Q: Did you know from the beginning that you'd be writing a sequel to The Talcott House?
A: I did not start off with a plan to write a sequel to The Talcott House. But writing a novel is part delving into the unconscious and part a deliberate manipulation of characters and events.
Somewhere in the middle of the writing process, the characters begin to invade my dreams and waking thoughts, often speaking and behaving in most surprising ways. Sometimes I tamp them down; at other times I bow to their imperative.
Sophie is just such a character. She intrigues and inspires me. I fell in love with her. She clamored to stay alive. At the end of The Talcott House, I needed to continue her story. Thus I wrote She. But Sophie's story is not yet over. So there is sure to be a sequel to She.
Q: What was it like going back to these characters again? Did you get more insights into their personalities?
A: I loved recounting the adventure of She. I knew Ophelia would rise to the challenge. As would Sophie. With them, I went along for the ride.
But Stuart surprised me. I grew to know him better. So did several of his children. I learned more about his motivations and shortcomings; his vulnerability surfaced.
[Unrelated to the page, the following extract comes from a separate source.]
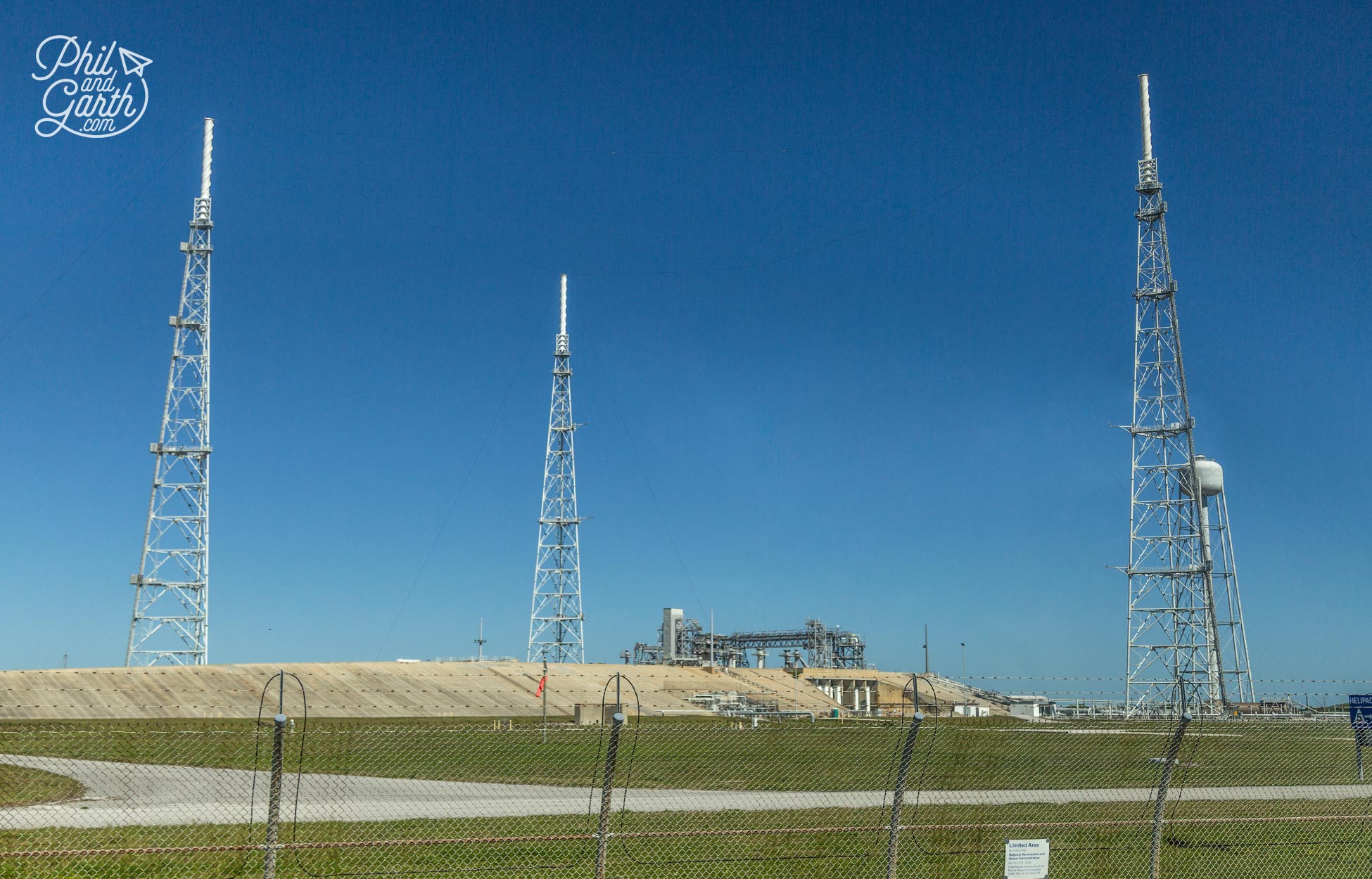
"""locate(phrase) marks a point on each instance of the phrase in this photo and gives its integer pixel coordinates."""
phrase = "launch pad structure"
(684, 641)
Despite being separated through most of She, I believe Stuart and Ophelia fell even more in love with each other. I love their passion.
Q: Why did you decide to set this novel in Morocco, and how important is setting to you in your fiction?
A: Setting is extremely important to my fiction. I was a travel writer for many years and was known for an ability to evoke a landscape and culture with a few telling details.
As I wandered throughout the world, taking notes, eating food, snapping pictures, some cultures touched me more than others. Morocco is one that lives on in my imagination. It's mysterious, full of beauty and history, colorful, and a bit wild.
And once, in a narrow alley, high up in a mountain village, I saw two young men dragging a younger girl from one house, down the street and into another. As the door slammed behind them, I knew the sight would one day be used in a story of mine. And now that scene has surfaced in She.
Q: You mentioned in our previous Q&A that She was inspired by the writing of H. Rider Haggard, who also wrote a novel titled She. Can you say more about that novel and how it inspired yours?
A: My mother read books out-loud to us when we were children. She, by H Rider Haggard, was one of my favorites. It involved a quest, a difficult journey across a desert, all to find a most mysterious ageless woman, obsessed with living forever, living an isolated life inside a mountain.
Caroline, Stuart's first wife, presumably dead, haunts my novel She. Is she still alive? Or is she evoked time and again in the flesh of others? Is eternal beauty a quest in itself? Does love die if the flesh dies? Or does some love get twisted in the effort to evoke a remembered physical perfection?
Q: What are you working on now?
A: I am working on several novels. A sequel to She is in the beginning stages. I've been sidetracked by a final edit and reworking of a novel called The Four Absolutes, a coming of age story about a girl growing up in a cult. That should be finished in several months.
Setting is once more important. The final section takes place in India, one of my other favorite countries in the world.
Q: Anything else we should know?
A: I hope my readers know how very much I appreciate them letting me hold their hand while I take them on one wondrous journey after another. Thank you for that trust.